Ah, I missed that part, thanks. That would be positive.

I remember an older version of media player (7 or 8 I think) had a command in the menu to 'commit' your data to the files, but that disappeared in subsequent versions


No, that's still there. In the Media Library menu, you can choose 'commit changes to files' or whatever that's called in English.
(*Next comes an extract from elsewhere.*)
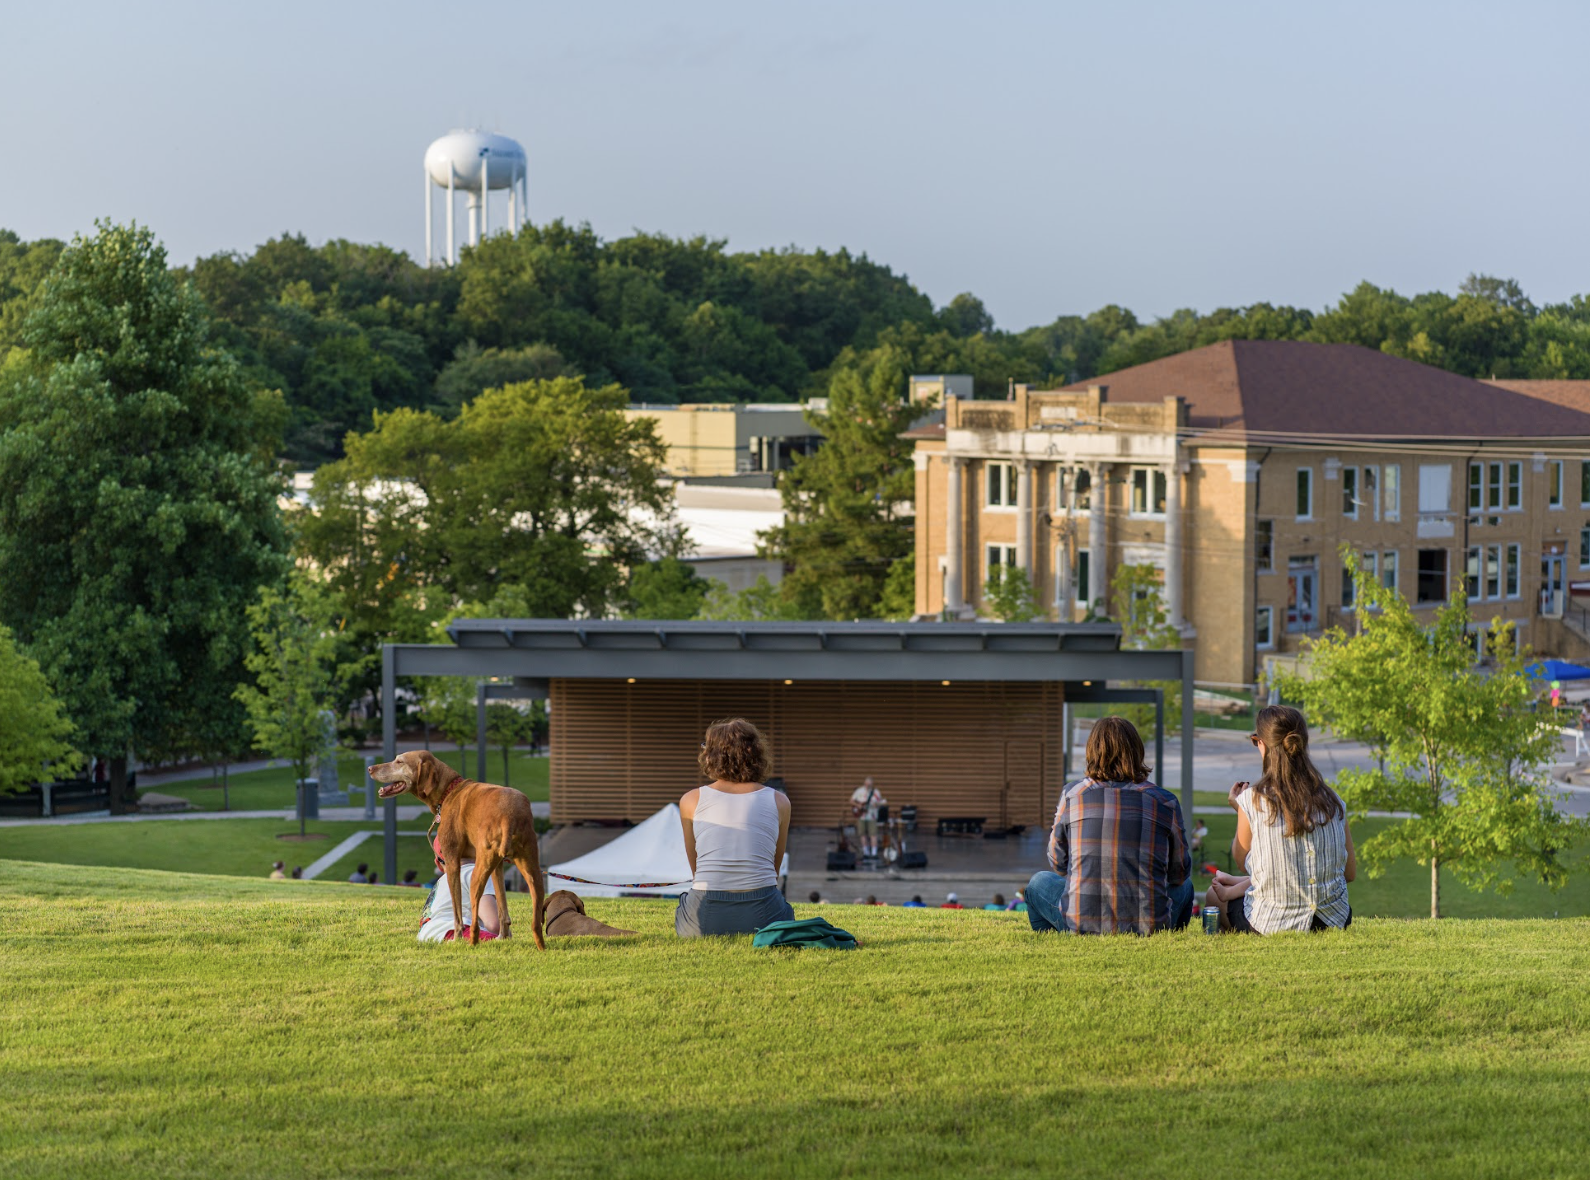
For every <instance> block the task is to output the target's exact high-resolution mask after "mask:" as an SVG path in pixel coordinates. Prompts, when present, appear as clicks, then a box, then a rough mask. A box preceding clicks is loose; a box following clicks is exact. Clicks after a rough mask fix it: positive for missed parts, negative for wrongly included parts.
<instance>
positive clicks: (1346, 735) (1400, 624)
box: [1282, 549, 1590, 918]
Not that it works, of course...
GRiNSER
GRiNSER
GRiNSER puts a smile on your face :)
Will the Preview Pane be as accessible/powerful as in OS X? When I compare Vista with OS X on my box and macbook pro, it is so much easier to preview stuff in finder by simply pressing the SPACE key (everything else isn't that great in finder *g*) and then the preview comes as an overlay which can be simply closed by another press on the SPACE key. Simple, efficient (uses overlay to have more space for showing the previewed content in a great way) and fast concept. Couldn't you take some cues from them?
giovanni
giovanni
...
Just remember to click the "Apply Media Information Changes" and step 3 will be carried out immediately...
PaoloM
PaoloM
Hypermediocrity
There is no "WMP library" anymore.

WMP uses the library framework in Windows 7.